If you’re a musician and decide to go this route, there are websites that can help you, such as http://www.kickstarter.com/, http://www.gofundme.com/and others. Or you can do what I and many musicians do: contact your mailing list, and tell the fans you’re making a new CD.

Full support

Create multiple levels of support – e.g., see my fundraising page – and offer various perks. For example, my top level is $1000, for which a patron gets 10 signed CDs, 2 free tickets to the CD launch, a free house concert in their home, and – yes – an honorary producer credit on any song of their choice.

So “honorary producer” may not be quite like twiddling the dials or telling the drummer to go easy on the high hat, but some fans are tickled to become record producers this way.
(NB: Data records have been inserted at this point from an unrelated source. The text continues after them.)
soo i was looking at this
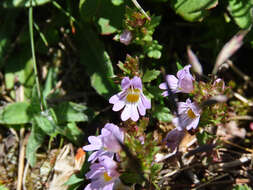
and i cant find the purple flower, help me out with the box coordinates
[120,30,133,45]
[83,123,124,162]
[85,156,120,190]
[159,65,194,96]
[172,98,201,131]
[109,76,151,122]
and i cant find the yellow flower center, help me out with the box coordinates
[126,88,140,103]
[187,108,196,119]
[103,172,112,182]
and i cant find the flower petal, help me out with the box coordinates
[121,104,131,121]
[121,77,131,90]
[112,100,125,111]
[130,104,139,121]
[131,76,142,89]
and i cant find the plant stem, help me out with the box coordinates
[29,4,44,111]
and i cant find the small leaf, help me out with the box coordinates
[176,61,183,71]
[26,123,46,167]
[111,0,123,6]
[0,102,37,125]
[153,106,173,122]
[98,18,117,35]
[143,69,160,83]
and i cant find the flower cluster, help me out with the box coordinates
[83,76,151,190]
[83,123,125,190]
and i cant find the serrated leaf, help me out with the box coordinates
[26,123,46,167]
[143,69,160,83]
[0,102,37,125]
[76,25,119,99]
[170,0,218,22]
[153,106,173,122]
[228,0,253,29]
[53,102,89,124]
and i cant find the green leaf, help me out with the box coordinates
[60,123,85,146]
[1,0,50,8]
[65,174,84,185]
[233,184,252,190]
[0,102,37,125]
[43,67,57,98]
[79,0,125,35]
[26,122,46,167]
[33,113,58,137]
[98,17,117,35]
[0,185,9,190]
[111,0,123,6]
[53,102,90,124]
[228,0,253,29]
[143,69,160,83]
[176,61,183,70]
[145,40,163,59]
[170,0,218,22]
[76,25,119,99]
[153,106,173,122]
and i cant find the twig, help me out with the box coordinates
[22,162,29,190]
[17,128,25,190]
[209,154,251,171]
[221,139,253,153]
[233,92,253,106]
[131,0,151,21]
[195,173,229,189]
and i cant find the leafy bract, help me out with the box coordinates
[170,0,218,22]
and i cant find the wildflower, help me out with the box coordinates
[120,30,133,45]
[83,123,124,162]
[172,98,201,131]
[159,65,194,96]
[109,76,151,121]
[85,156,120,190]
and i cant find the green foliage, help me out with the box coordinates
[0,102,32,125]
[153,106,173,122]
[0,185,8,190]
[1,0,50,8]
[233,184,252,190]
[228,0,253,29]
[170,0,218,22]
[143,69,160,82]
[77,25,119,99]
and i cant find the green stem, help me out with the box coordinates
[29,3,44,111]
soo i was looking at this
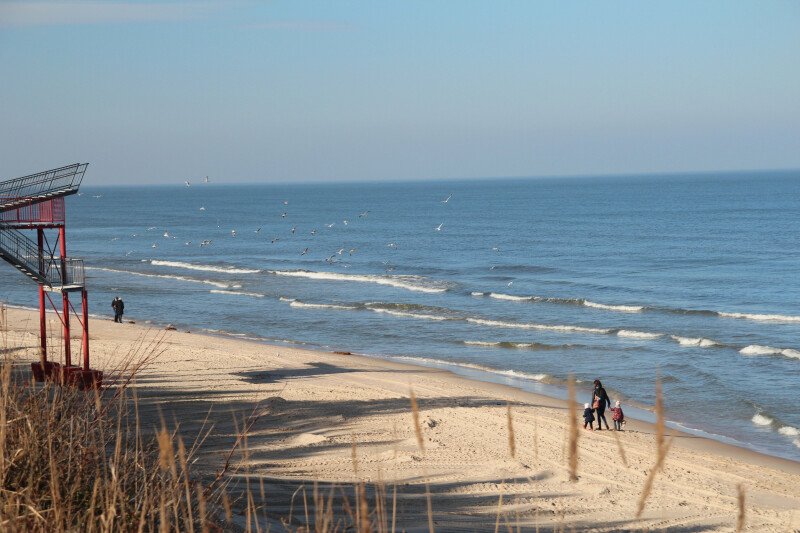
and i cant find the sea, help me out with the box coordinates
[1,171,799,461]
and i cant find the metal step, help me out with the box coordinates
[0,223,85,288]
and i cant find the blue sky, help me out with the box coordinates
[1,1,798,185]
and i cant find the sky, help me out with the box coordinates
[1,1,799,185]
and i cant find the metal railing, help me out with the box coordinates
[0,224,85,287]
[0,197,65,225]
[0,163,87,213]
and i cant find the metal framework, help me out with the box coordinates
[0,163,101,388]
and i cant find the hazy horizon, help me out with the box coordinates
[1,1,799,185]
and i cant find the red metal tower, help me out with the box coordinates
[0,163,102,388]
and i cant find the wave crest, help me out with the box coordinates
[151,260,260,274]
[269,270,449,293]
[740,345,800,360]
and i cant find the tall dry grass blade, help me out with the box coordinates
[736,483,746,532]
[635,376,673,519]
[494,486,504,533]
[409,389,425,453]
[351,434,359,481]
[567,375,579,482]
[409,388,434,533]
[610,423,628,467]
[506,404,516,459]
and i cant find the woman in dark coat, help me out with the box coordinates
[592,379,611,430]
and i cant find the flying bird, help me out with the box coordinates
[441,194,452,203]
[358,211,370,218]
[300,248,309,256]
[185,180,191,187]
[203,176,209,183]
[290,226,296,234]
[231,229,237,237]
[199,206,206,211]
[435,223,444,231]
[255,227,262,234]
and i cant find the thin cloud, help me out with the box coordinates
[0,1,223,27]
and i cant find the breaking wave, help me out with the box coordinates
[466,317,610,335]
[717,311,800,323]
[463,340,582,350]
[615,330,662,340]
[583,301,644,313]
[670,335,719,348]
[151,260,260,274]
[209,289,264,298]
[740,345,800,360]
[752,413,774,426]
[86,266,230,289]
[487,292,642,313]
[268,270,449,293]
[391,356,549,383]
[289,301,358,311]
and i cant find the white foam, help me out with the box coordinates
[279,297,296,302]
[269,270,448,294]
[583,300,643,313]
[289,301,358,311]
[778,426,800,437]
[488,292,532,301]
[86,266,229,288]
[466,317,609,335]
[718,311,800,323]
[752,413,773,426]
[392,356,548,382]
[794,439,800,449]
[616,330,662,340]
[463,340,499,347]
[740,345,800,359]
[670,335,719,347]
[209,289,264,298]
[151,260,260,274]
[368,308,449,321]
[470,291,485,297]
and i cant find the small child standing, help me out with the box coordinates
[610,400,624,431]
[583,402,595,430]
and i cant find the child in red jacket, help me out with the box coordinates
[609,400,624,431]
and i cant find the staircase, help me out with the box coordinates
[0,163,88,289]
[0,163,87,212]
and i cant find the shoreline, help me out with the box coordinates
[4,301,799,464]
[3,304,800,530]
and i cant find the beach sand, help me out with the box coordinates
[2,305,799,531]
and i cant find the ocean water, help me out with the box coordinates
[2,172,799,460]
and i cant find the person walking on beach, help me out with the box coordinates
[583,402,595,430]
[592,379,611,430]
[610,400,625,431]
[112,296,125,323]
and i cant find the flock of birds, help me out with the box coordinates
[99,177,463,271]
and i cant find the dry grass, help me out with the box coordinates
[506,403,516,459]
[566,375,579,482]
[635,377,674,519]
[736,483,745,532]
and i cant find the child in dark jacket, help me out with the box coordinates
[583,402,595,430]
[609,400,624,431]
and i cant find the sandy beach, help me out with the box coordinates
[2,305,799,531]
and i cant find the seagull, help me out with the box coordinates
[282,200,289,205]
[281,212,287,218]
[130,233,138,237]
[185,180,191,187]
[349,248,357,256]
[435,223,444,231]
[358,211,370,218]
[199,206,206,211]
[337,248,345,255]
[300,248,309,256]
[290,226,296,234]
[491,246,500,252]
[185,241,192,245]
[387,242,397,248]
[326,255,337,263]
[231,229,237,237]
[151,243,158,248]
[441,194,452,203]
[343,219,348,225]
[254,227,262,234]
[200,239,213,247]
[310,229,316,236]
[271,236,280,243]
[125,250,134,256]
[203,176,209,183]
[163,231,170,238]
[507,281,513,287]
[326,223,335,228]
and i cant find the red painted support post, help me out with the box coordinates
[37,228,47,364]
[59,226,71,368]
[81,289,89,371]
And you can always invite them to watch a recording session, which they may find fascinating – or boring, depending on how many takes you end up doing!

 

From Tweet to Song?

These days I’m experimenting with Twitter, because I was told by young, savvy marketing types that if I want to promote my music, I need to tweet.
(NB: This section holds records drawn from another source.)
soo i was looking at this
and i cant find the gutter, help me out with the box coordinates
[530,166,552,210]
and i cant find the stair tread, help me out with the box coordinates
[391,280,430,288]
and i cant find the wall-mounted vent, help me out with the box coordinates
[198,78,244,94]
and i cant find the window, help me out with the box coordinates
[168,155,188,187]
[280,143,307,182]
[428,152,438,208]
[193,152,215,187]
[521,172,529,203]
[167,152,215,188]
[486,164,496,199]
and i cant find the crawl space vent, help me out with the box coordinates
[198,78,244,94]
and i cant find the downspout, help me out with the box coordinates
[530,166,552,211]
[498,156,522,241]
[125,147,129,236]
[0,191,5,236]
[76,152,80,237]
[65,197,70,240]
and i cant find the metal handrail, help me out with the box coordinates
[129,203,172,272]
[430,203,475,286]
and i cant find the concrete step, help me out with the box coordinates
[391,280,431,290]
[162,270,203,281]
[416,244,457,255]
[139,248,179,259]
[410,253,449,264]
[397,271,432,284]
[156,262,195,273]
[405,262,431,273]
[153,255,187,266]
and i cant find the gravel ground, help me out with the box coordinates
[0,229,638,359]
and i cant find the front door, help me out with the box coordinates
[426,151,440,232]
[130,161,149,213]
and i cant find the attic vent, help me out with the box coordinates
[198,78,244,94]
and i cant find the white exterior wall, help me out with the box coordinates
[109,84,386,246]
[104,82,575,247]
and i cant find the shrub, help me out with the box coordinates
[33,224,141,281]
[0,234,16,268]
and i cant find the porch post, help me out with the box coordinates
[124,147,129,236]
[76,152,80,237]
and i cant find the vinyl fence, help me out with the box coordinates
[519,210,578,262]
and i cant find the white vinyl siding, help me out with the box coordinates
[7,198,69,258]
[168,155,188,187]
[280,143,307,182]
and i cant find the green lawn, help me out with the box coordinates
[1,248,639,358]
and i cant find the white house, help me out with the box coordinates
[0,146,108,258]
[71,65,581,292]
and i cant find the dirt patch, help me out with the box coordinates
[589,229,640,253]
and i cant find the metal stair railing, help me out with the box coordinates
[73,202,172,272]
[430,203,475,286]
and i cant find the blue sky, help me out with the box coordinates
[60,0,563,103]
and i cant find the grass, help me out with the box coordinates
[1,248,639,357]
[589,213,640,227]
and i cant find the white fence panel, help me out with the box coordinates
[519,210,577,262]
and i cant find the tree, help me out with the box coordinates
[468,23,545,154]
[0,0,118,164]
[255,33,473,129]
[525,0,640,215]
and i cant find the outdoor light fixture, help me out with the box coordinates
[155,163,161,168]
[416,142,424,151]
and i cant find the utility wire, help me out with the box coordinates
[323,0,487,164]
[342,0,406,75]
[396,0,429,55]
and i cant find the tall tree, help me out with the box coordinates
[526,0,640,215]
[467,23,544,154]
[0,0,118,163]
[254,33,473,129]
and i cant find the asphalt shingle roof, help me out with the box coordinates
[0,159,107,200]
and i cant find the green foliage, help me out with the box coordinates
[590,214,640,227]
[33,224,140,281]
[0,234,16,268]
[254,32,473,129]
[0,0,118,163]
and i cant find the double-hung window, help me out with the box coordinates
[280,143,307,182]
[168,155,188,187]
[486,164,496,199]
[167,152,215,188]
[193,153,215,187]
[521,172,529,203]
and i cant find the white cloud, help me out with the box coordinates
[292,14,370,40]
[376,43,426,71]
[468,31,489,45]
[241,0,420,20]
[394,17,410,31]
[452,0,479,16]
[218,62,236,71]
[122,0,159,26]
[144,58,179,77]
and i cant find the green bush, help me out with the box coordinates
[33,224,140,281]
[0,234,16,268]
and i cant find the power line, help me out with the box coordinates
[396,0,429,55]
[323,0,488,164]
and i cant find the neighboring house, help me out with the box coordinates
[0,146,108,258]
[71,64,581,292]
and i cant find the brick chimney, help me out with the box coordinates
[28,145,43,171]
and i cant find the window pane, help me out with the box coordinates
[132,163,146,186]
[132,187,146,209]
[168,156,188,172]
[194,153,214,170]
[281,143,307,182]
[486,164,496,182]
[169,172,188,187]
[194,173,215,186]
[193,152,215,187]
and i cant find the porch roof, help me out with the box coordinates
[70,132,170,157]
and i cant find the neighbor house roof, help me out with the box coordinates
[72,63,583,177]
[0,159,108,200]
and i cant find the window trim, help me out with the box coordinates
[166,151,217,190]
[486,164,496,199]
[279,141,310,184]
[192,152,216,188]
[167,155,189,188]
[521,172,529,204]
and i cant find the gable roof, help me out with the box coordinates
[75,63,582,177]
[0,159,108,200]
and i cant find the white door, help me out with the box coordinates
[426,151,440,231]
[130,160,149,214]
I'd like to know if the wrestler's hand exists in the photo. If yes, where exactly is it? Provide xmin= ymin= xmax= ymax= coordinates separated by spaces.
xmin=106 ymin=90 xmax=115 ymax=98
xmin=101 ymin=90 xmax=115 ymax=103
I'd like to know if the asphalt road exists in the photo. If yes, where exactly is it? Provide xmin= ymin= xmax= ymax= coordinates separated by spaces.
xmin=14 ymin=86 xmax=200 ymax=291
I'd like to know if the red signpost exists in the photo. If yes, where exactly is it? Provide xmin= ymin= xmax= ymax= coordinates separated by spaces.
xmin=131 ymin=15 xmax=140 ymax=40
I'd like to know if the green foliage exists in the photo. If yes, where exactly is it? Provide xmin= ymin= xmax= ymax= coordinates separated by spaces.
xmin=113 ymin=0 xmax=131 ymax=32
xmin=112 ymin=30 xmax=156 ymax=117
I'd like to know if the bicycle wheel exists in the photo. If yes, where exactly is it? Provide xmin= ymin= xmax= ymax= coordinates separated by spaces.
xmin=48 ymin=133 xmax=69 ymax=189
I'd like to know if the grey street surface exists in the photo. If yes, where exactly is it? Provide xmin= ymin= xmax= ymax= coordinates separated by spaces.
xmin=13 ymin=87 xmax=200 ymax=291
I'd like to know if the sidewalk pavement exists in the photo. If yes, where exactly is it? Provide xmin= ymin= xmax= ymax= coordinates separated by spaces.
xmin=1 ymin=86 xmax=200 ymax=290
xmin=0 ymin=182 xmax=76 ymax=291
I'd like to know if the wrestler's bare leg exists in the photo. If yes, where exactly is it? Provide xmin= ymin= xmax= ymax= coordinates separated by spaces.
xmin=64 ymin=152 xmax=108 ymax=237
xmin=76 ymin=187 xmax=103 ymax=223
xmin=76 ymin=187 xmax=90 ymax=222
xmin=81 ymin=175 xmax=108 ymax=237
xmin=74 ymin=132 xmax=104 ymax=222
So far, I’m not convinced. Maybe it’s a bit of a generational thing: the young like to tweet while us more, ahem, mature types tend to think Twitter would be better renamed Fritter.
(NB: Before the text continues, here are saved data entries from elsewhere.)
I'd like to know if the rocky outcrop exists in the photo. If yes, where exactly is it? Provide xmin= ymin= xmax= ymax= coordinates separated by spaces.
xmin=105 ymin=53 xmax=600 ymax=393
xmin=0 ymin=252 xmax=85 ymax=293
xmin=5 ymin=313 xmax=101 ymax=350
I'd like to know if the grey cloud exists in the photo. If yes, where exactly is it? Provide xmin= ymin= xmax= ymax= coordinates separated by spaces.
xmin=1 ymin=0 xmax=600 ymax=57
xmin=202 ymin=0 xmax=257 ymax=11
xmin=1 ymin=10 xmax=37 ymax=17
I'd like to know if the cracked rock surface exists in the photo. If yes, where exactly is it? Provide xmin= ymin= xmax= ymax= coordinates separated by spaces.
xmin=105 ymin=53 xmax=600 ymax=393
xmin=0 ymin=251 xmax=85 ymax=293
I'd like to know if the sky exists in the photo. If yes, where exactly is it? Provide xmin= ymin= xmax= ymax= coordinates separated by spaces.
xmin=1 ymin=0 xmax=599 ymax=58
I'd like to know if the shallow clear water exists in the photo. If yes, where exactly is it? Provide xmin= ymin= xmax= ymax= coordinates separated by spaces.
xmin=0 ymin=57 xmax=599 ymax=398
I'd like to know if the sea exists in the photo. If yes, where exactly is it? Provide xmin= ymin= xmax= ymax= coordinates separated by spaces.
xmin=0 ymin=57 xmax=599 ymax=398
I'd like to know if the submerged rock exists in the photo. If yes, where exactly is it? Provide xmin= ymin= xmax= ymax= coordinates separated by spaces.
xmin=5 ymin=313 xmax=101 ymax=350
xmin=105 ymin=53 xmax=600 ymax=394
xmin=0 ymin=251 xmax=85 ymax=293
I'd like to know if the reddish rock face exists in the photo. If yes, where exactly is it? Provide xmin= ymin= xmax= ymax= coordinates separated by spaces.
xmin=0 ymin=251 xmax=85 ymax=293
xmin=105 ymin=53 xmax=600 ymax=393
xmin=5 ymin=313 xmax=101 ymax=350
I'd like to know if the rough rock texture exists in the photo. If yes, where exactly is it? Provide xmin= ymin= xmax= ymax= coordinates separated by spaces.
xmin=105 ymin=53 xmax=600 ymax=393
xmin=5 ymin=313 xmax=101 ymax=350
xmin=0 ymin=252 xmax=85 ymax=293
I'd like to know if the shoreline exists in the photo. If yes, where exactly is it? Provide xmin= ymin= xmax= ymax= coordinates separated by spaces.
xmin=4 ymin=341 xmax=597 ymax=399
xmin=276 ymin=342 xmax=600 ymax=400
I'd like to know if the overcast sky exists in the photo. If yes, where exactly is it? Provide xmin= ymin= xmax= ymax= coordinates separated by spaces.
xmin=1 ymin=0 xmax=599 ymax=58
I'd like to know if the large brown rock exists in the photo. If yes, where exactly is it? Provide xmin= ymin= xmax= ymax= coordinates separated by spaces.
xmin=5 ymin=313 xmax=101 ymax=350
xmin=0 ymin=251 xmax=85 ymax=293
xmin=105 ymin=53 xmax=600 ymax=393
As in, who’s got that kinda time to fritter away, to try to whittle meaningful messages – because frankly, I have no interest in reading or tweeting stuff like “Had 2 fried eggs 4 brkfast – yum!” — down to 140 characters, and to follow all the links in your fellow tweeters’ tweets, not to mention wade through endless cryptic messages full of mysterious symbols like #FF and @AddThis that I don’t have time to figure out?

But I digress. So far Twitter has been useful for one thing. One of my first experimental tweets was this: “Horses are the music of the animal world. Curves like melodies, muscles like chords. So am writing songs about horses. Seems fitting.”

And then it occurred to me that maybe those ideas and lines could fit into a song. Because I’ve written nine songs so far for a CD I’m planning that’s all horse songs. I figured I needed a tenth to make it a nice round number. And the one thing I was lacking was a song about big, beautiful draft horses, like the Clydesdales that pull the Budweiser beer wagons, or Belgians, Percherons, or Shires – the biggest of all the draft breeds.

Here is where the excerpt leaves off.